By William Cullen Bryant
To him who in the love of Nature holds
Communion with her visible forms, she speaks
A various language; for his gayer hours
She has a voice of gladness, and a smile
And eloquence of beauty, and she glides
Into his darker musings, with a mild
And healing sympathy, that steals away
Their sharpness, ere he is aware. When thoughts
Of the last bitter hour come like a blight
Over thy spirit, and sad images
Of the stern agony, and shroud, and pall,
And breathless darkness, and the narrow house,
Make thee to shudder, and grow sick at heart;—
Go forth, under the open sky, and list
To Nature’s teachings, while from all around—
Earth and her waters, and the depths of air—
Comes a still voice—Yet a few days, and thee
The all-beholding sun shall see no more
In all his course; nor yet in the cold ground,
Where thy pale form was laid, with many tears,
Nor in the embrace of ocean, shall exist
Thy image.

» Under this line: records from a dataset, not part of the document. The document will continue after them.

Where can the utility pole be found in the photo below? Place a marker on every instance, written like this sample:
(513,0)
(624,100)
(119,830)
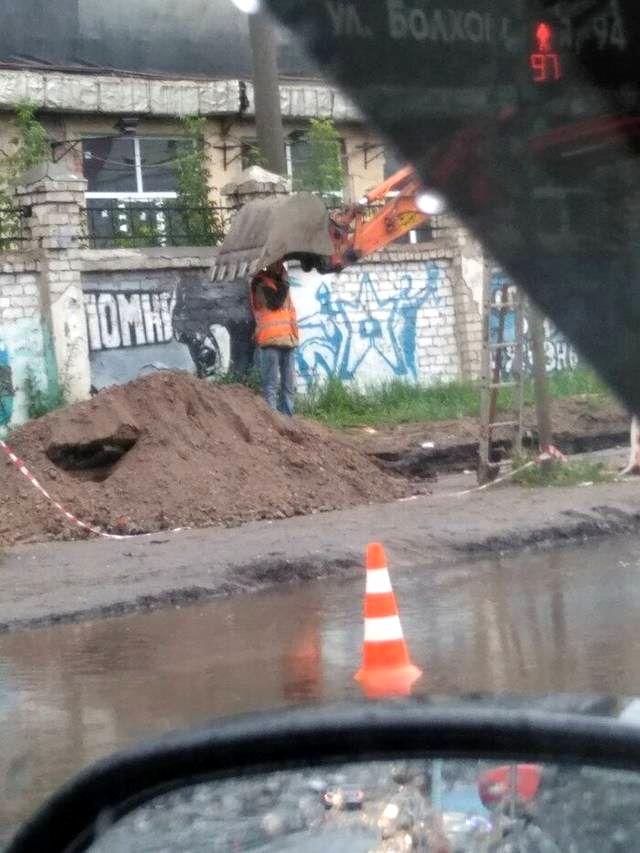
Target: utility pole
(266,89)
(540,379)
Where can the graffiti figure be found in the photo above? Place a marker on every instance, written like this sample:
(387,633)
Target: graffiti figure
(345,338)
(6,388)
(326,336)
(405,314)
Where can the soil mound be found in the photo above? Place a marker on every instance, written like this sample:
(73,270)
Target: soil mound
(169,450)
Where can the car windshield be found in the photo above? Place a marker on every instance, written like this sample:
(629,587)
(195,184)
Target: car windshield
(305,305)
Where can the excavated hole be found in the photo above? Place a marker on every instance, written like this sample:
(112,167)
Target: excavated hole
(93,460)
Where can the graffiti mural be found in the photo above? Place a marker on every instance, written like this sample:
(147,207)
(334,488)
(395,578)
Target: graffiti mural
(369,336)
(560,354)
(6,388)
(167,320)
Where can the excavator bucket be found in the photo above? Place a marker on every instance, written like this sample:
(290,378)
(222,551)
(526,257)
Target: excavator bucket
(267,230)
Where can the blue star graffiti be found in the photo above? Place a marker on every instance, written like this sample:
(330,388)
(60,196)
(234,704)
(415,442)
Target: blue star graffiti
(342,337)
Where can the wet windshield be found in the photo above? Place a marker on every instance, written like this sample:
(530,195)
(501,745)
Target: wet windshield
(318,373)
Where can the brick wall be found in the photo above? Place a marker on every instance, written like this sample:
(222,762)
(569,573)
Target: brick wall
(156,309)
(406,314)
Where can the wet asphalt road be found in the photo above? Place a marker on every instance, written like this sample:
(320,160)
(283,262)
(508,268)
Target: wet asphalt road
(565,621)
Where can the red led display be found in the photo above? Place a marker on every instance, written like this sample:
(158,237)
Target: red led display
(544,61)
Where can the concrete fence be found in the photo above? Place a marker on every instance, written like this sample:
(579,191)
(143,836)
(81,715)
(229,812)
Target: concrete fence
(73,319)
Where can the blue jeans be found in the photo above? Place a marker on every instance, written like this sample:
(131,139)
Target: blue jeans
(277,366)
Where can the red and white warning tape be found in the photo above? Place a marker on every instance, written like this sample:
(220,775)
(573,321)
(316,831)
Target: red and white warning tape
(71,518)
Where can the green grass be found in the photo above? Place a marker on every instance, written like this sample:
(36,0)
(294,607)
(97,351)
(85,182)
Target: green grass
(395,402)
(570,473)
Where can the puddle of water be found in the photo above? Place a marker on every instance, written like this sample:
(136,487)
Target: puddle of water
(563,621)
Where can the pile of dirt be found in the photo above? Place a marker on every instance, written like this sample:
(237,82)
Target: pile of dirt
(169,450)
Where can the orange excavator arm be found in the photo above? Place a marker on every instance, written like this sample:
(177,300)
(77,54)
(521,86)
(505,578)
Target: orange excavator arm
(386,213)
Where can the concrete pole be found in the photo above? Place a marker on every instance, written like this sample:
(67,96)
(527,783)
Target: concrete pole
(267,93)
(540,379)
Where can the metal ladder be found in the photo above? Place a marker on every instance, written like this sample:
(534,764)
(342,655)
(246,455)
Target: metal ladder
(498,303)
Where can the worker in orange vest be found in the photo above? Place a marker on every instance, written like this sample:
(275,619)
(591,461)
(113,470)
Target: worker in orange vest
(276,336)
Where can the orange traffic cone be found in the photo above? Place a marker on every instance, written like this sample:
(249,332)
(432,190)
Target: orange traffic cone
(386,667)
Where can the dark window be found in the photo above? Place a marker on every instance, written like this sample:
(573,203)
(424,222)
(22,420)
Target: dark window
(110,165)
(124,166)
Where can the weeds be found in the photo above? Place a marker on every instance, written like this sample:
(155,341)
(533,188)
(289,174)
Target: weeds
(339,405)
(40,402)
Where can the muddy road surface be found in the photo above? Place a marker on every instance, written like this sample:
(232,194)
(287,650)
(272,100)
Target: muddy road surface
(563,621)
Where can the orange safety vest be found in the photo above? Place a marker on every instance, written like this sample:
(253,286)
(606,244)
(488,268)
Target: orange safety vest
(277,327)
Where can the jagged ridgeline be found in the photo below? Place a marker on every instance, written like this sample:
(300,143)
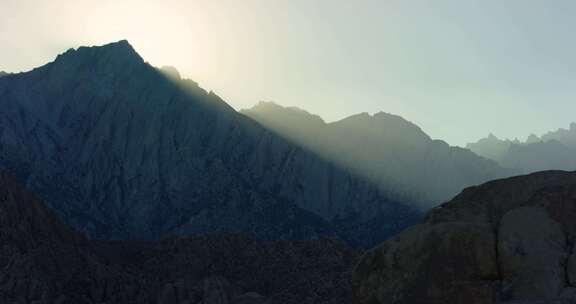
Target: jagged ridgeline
(121,150)
(386,149)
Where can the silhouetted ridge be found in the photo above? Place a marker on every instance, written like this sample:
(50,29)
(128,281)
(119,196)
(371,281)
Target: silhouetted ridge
(121,150)
(386,149)
(44,261)
(553,150)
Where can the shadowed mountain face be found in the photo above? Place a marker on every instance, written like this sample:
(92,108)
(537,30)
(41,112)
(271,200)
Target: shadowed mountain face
(506,241)
(122,150)
(44,261)
(554,150)
(386,149)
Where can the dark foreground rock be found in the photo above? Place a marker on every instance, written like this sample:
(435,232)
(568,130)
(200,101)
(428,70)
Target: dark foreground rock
(507,241)
(45,261)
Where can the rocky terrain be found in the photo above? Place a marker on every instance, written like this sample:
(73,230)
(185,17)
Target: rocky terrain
(122,150)
(386,149)
(506,241)
(554,150)
(43,261)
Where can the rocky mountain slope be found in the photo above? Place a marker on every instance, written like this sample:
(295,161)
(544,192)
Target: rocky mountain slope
(44,261)
(506,241)
(122,150)
(553,150)
(386,149)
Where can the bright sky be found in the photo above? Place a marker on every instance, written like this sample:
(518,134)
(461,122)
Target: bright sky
(458,68)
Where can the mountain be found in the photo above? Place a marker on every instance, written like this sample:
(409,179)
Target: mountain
(564,136)
(123,150)
(44,261)
(552,151)
(506,241)
(386,149)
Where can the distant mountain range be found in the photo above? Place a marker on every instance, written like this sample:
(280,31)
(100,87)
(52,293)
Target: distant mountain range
(123,150)
(553,150)
(386,149)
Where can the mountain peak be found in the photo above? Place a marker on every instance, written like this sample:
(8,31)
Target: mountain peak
(118,54)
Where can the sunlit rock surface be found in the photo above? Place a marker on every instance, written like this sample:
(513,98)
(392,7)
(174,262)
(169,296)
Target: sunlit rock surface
(506,241)
(123,150)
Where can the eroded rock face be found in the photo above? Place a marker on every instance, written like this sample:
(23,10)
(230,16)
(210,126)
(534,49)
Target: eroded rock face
(43,261)
(508,240)
(122,150)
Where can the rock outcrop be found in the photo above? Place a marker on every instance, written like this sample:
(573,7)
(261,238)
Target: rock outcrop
(510,240)
(44,261)
(385,149)
(122,150)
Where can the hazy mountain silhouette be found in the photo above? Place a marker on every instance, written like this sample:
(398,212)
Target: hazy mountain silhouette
(387,149)
(553,150)
(121,149)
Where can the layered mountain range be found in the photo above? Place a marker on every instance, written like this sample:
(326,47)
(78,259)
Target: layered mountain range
(386,149)
(123,150)
(553,150)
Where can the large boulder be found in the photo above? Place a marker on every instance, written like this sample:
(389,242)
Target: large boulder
(509,240)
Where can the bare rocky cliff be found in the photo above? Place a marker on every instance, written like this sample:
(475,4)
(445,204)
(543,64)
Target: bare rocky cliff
(44,261)
(386,149)
(122,150)
(509,240)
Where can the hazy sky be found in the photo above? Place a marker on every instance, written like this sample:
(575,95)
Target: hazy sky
(457,68)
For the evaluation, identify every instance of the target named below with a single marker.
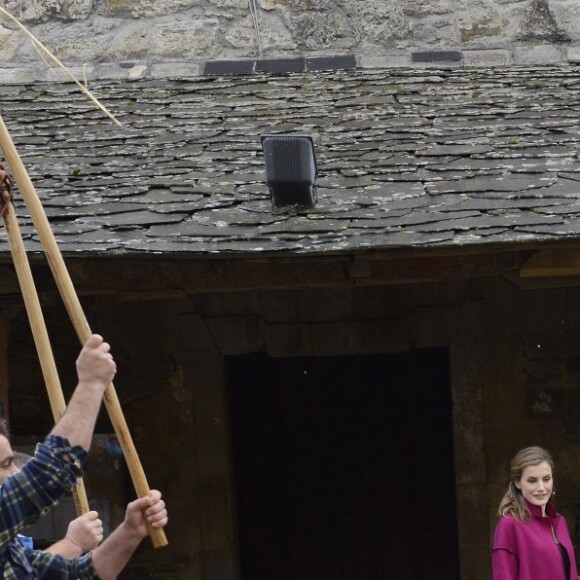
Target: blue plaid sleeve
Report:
(45, 478)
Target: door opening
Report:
(344, 467)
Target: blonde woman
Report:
(531, 540)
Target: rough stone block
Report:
(541, 54)
(436, 56)
(397, 60)
(228, 67)
(487, 57)
(280, 65)
(331, 62)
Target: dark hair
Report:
(513, 501)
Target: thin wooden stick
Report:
(77, 316)
(39, 331)
(46, 51)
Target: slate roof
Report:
(407, 158)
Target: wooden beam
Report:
(552, 262)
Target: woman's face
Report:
(536, 484)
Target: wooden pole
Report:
(77, 316)
(38, 326)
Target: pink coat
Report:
(527, 551)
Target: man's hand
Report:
(95, 364)
(86, 532)
(114, 553)
(152, 508)
(83, 535)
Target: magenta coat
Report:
(527, 551)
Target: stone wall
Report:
(97, 31)
(514, 368)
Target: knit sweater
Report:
(527, 551)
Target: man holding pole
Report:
(53, 470)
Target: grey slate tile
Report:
(407, 157)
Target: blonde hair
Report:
(513, 501)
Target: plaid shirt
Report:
(23, 496)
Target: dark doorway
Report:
(344, 467)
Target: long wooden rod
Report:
(39, 331)
(76, 313)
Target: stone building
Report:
(330, 392)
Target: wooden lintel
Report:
(131, 279)
(552, 262)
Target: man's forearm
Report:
(114, 553)
(96, 369)
(65, 548)
(78, 422)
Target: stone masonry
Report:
(377, 32)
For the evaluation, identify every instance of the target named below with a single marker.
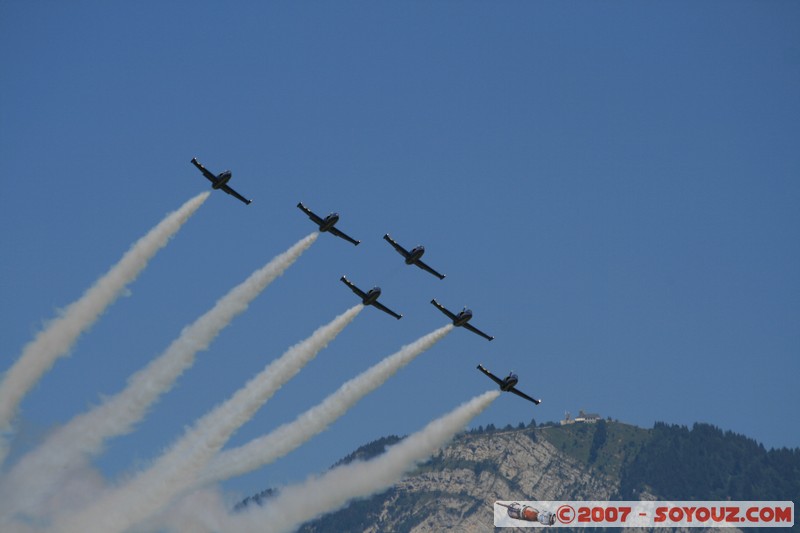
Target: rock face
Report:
(457, 488)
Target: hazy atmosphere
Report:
(612, 188)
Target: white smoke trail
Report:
(60, 335)
(177, 469)
(300, 503)
(266, 449)
(36, 474)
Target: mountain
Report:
(455, 490)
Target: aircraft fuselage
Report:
(329, 222)
(463, 317)
(372, 296)
(222, 179)
(414, 255)
(509, 382)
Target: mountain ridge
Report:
(602, 460)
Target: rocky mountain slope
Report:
(455, 490)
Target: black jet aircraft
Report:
(370, 297)
(327, 223)
(412, 257)
(461, 319)
(508, 383)
(220, 181)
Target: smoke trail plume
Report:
(266, 449)
(60, 335)
(333, 490)
(36, 474)
(177, 469)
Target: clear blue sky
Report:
(612, 187)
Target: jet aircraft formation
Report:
(370, 297)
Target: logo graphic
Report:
(644, 514)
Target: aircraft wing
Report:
(317, 220)
(523, 395)
(473, 329)
(396, 246)
(490, 375)
(441, 308)
(211, 177)
(343, 235)
(423, 266)
(235, 194)
(361, 294)
(386, 310)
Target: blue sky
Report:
(611, 187)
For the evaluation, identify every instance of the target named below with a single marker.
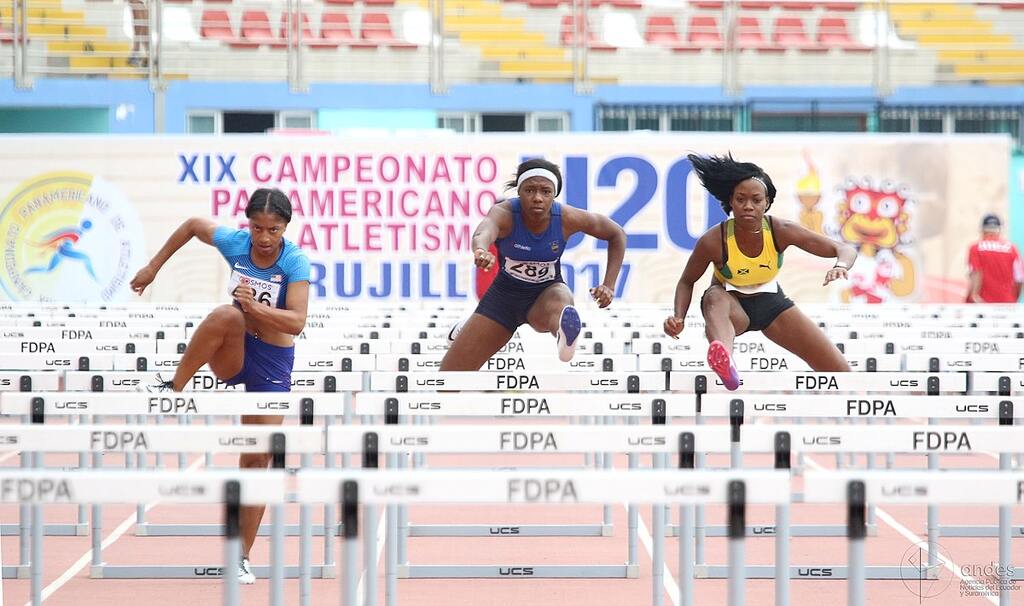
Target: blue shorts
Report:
(266, 368)
(508, 303)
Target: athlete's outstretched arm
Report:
(604, 228)
(291, 319)
(790, 233)
(700, 258)
(497, 224)
(194, 227)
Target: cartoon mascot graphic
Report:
(877, 220)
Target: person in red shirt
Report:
(996, 270)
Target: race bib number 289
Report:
(264, 292)
(531, 271)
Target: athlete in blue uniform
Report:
(530, 231)
(250, 341)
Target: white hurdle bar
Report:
(1001, 488)
(39, 487)
(647, 486)
(184, 405)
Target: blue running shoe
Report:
(568, 330)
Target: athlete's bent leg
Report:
(799, 334)
(724, 318)
(553, 312)
(479, 339)
(219, 341)
(251, 516)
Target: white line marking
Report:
(914, 539)
(670, 581)
(360, 592)
(86, 558)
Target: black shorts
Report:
(762, 309)
(508, 303)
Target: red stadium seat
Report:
(255, 31)
(704, 33)
(308, 38)
(376, 31)
(790, 33)
(662, 31)
(335, 31)
(217, 26)
(833, 33)
(750, 37)
(568, 38)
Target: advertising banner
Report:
(391, 218)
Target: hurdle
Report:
(305, 405)
(393, 405)
(999, 488)
(38, 487)
(648, 486)
(840, 406)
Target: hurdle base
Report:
(815, 572)
(49, 530)
(510, 530)
(978, 531)
(198, 572)
(768, 530)
(518, 571)
(148, 529)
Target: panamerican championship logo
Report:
(69, 236)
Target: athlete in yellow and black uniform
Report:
(747, 251)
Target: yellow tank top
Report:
(740, 270)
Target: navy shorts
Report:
(508, 303)
(266, 368)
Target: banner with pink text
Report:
(391, 218)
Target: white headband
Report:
(539, 172)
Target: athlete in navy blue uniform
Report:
(530, 231)
(250, 341)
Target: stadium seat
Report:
(308, 38)
(567, 37)
(335, 31)
(660, 31)
(833, 33)
(750, 37)
(376, 31)
(255, 31)
(790, 33)
(704, 33)
(217, 26)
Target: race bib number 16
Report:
(531, 271)
(264, 292)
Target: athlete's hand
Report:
(673, 326)
(602, 295)
(143, 278)
(483, 259)
(835, 273)
(245, 296)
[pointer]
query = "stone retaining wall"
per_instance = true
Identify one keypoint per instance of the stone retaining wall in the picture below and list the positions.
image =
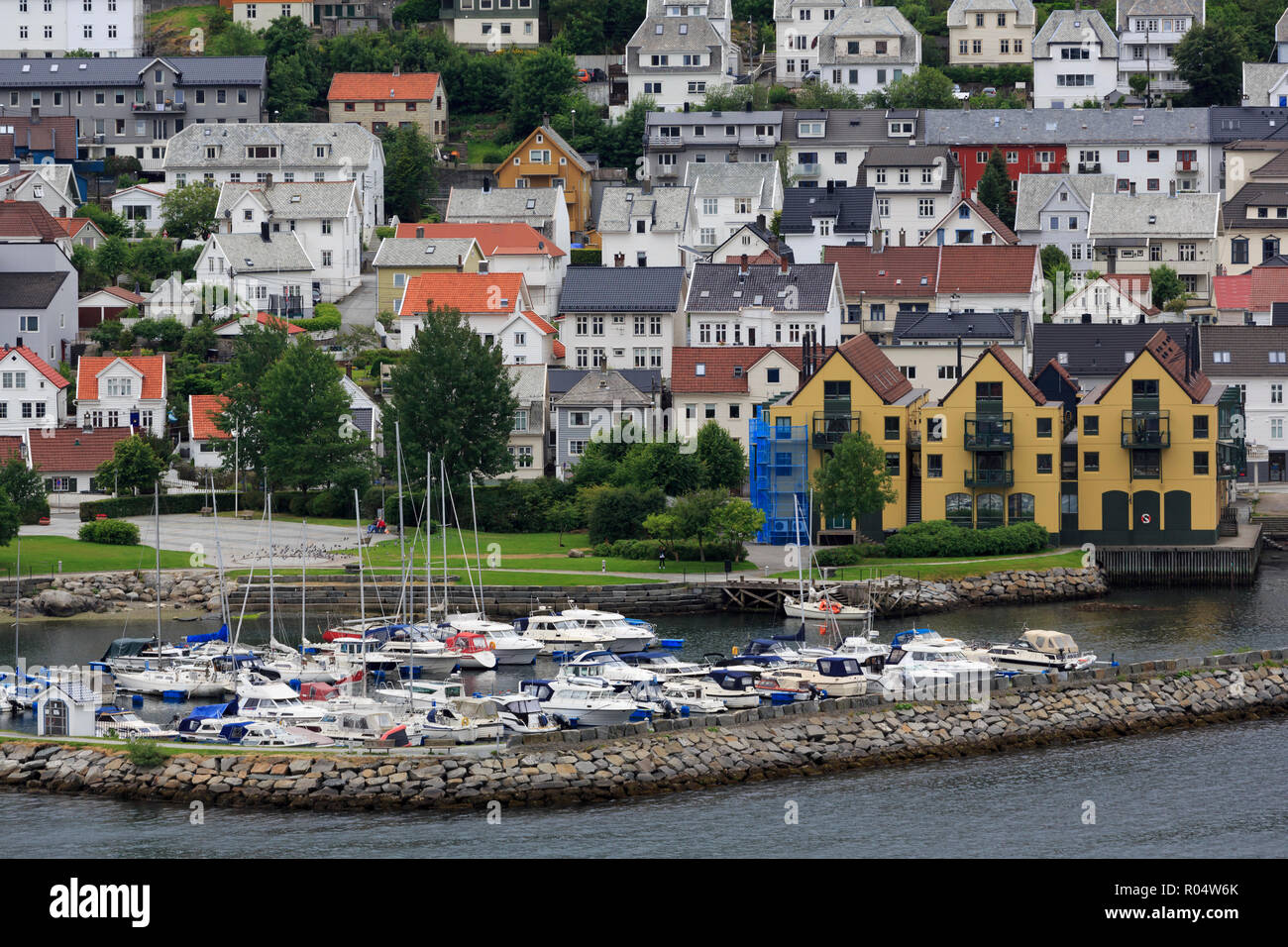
(588, 766)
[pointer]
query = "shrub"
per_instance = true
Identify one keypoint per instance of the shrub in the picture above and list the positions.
(111, 532)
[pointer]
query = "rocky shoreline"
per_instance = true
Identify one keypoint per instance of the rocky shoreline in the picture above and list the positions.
(585, 766)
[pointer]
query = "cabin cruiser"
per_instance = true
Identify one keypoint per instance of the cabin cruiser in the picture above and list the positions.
(1034, 651)
(580, 703)
(115, 723)
(557, 633)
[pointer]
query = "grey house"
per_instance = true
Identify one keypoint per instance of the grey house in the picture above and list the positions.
(588, 402)
(133, 106)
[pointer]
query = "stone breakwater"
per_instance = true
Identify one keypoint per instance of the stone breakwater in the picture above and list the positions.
(613, 763)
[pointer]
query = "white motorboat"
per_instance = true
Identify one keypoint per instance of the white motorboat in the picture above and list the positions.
(274, 699)
(557, 633)
(1034, 651)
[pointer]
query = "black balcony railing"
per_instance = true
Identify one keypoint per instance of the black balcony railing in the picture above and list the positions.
(1145, 429)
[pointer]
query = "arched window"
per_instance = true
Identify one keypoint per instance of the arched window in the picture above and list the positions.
(1020, 508)
(957, 509)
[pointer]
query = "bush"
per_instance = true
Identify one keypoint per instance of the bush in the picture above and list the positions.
(111, 532)
(938, 538)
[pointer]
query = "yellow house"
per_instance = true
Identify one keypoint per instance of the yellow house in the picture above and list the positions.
(854, 388)
(544, 158)
(400, 258)
(1154, 449)
(992, 450)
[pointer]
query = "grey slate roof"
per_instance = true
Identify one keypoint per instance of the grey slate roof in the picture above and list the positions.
(1074, 26)
(421, 252)
(1069, 127)
(726, 290)
(30, 290)
(283, 252)
(292, 201)
(1093, 350)
(128, 71)
(501, 204)
(666, 206)
(1022, 11)
(1153, 215)
(1035, 189)
(621, 289)
(851, 206)
(949, 325)
(347, 144)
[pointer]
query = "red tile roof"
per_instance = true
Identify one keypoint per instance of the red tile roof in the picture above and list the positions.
(494, 240)
(39, 364)
(26, 219)
(90, 367)
(202, 411)
(369, 86)
(471, 292)
(59, 450)
(719, 364)
(1233, 291)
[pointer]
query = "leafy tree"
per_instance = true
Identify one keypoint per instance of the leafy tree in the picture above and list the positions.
(995, 188)
(451, 395)
(724, 462)
(1210, 58)
(408, 171)
(134, 467)
(305, 408)
(189, 211)
(854, 479)
(1164, 286)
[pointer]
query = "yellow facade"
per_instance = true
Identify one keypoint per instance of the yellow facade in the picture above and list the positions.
(888, 425)
(991, 453)
(1162, 488)
(545, 159)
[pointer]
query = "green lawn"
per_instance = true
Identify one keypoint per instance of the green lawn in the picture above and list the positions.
(40, 556)
(951, 569)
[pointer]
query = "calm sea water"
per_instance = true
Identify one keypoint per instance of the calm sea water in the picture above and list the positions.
(1194, 792)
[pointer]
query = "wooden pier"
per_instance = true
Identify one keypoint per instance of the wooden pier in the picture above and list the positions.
(1233, 561)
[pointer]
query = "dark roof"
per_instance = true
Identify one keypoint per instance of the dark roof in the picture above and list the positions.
(621, 289)
(724, 287)
(1249, 350)
(30, 290)
(949, 325)
(1090, 351)
(851, 206)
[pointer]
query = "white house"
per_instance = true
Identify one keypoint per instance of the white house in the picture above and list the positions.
(121, 392)
(1074, 59)
(326, 217)
(33, 393)
(141, 202)
(282, 153)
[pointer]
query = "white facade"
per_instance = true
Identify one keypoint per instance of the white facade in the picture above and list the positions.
(40, 29)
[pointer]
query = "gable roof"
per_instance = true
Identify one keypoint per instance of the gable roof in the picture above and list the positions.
(56, 450)
(368, 86)
(490, 294)
(622, 289)
(202, 412)
(1012, 368)
(724, 368)
(37, 363)
(151, 368)
(493, 239)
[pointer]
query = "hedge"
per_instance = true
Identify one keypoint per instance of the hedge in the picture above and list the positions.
(142, 505)
(938, 538)
(112, 532)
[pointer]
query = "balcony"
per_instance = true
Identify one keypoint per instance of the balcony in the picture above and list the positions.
(828, 428)
(990, 432)
(991, 478)
(1145, 429)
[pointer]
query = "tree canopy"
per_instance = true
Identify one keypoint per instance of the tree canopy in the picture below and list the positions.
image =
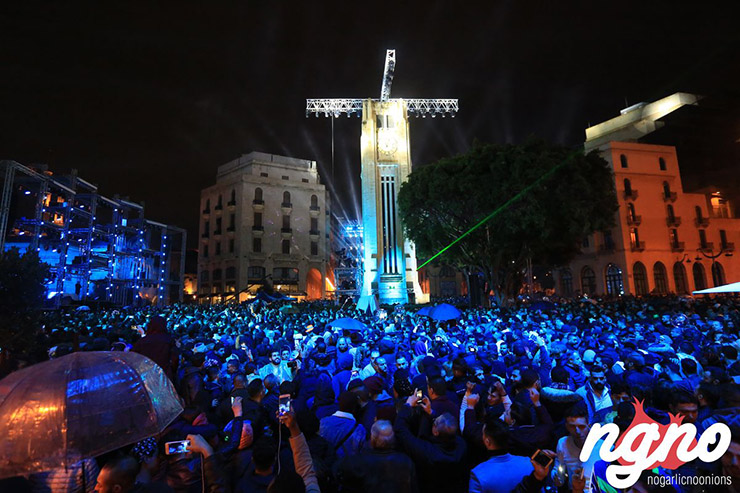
(542, 200)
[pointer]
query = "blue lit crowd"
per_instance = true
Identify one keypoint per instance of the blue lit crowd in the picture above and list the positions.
(498, 400)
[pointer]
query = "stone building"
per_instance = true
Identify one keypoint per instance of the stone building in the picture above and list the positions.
(265, 221)
(666, 240)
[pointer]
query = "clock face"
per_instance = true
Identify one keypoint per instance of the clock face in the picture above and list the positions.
(387, 142)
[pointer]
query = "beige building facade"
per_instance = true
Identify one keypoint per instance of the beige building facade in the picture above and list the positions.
(264, 222)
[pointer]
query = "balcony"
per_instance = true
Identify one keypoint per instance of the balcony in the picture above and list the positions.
(673, 221)
(637, 246)
(630, 194)
(669, 197)
(678, 246)
(607, 247)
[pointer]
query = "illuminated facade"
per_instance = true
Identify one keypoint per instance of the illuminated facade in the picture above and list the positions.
(98, 249)
(264, 222)
(389, 261)
(666, 240)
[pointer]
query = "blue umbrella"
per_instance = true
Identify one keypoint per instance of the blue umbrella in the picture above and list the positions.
(348, 324)
(444, 312)
(425, 311)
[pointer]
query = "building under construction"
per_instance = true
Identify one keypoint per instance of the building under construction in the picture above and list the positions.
(99, 249)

Earth, that nourished thee, shall claim
Thy growth, to be resolved to earth again,
And, lost each human trace, surrendering up
Thine individual being, shalt thou go
To mix for ever with the elements,
To be a brother to the insensible rock
And to the sluggish clod, which the rude swain
Turns with his share, and treads upon. The oak
Shall send his roots abroad, and pierce thy mould.
Yet not to thine eternal resting-place
Shalt thou retire alone, nor couldst thou wish
Couch more magnificent. Thou shalt lie down
With patriarchs of the infant world—with kings,
The powerful of the earth—the wise, the good,
Fair forms, and hoary seers of ages past,
All in one mighty sepulchre. The hills
Rock-ribbed and ancient as the sun,—the vales
Stretching in pensive quietness between;
The venerable woods—rivers that move
In majesty, and the complaining brooks
That make the meadows green; and, poured round all,
Old Ocean’s gray and melancholy waste,—
Are but the solemn decorations all
Of the great tomb of man. The golden sun,
The planets, all the infinite host of heaven,
Are shining on the sad abodes of death,
Through the still lapse of ages. All that tread
The globe are but a handful to the tribes
That slumber in its bosom.—Take the wings
Of morning, pierce the Barcan wilderness,
Or lose thyself in the continuous woods
Where rolls the Oregon, and hears no sound,
Save his own dashings—yet the dead are there:
And millions in those solitudes, since first
The flight of years began, have laid them down
In their last sleep—the dead reign there alone.
So shalt thou rest, and what if thou withdraw
In silence from the living, and no friend
Take note of thy departure? All that breathe
Will share thy destiny. The gay will laugh
When thou art gone, the solemn brood of care
Plod on, and each one as before will chase
His favorite phantom; yet all these shall leave
Their mirth and their employments, and shall come
And make their bed with thee. As the long train
Of ages glide away, the sons of men,
The youth in life’s green spring, and he who goes
In the full strength of years, matron and maid,
The speechless babe, and the gray-headed man—
Shall one by one be gathered to thy side,
By those, who in their turn shall follow them.
So live, that when thy summons comes to join
The innumerable caravan, which moves
To that mysterious realm, where each shall take
His chamber in the silent halls of death,
Thou go not, like the quarry-slave at night,
Scourged to his dungeon, but, sustained and soothed
By an unfaltering trust, approach thy grave,
Like one who wraps the drapery of his couch
About him, and lies down to pleasant dreams.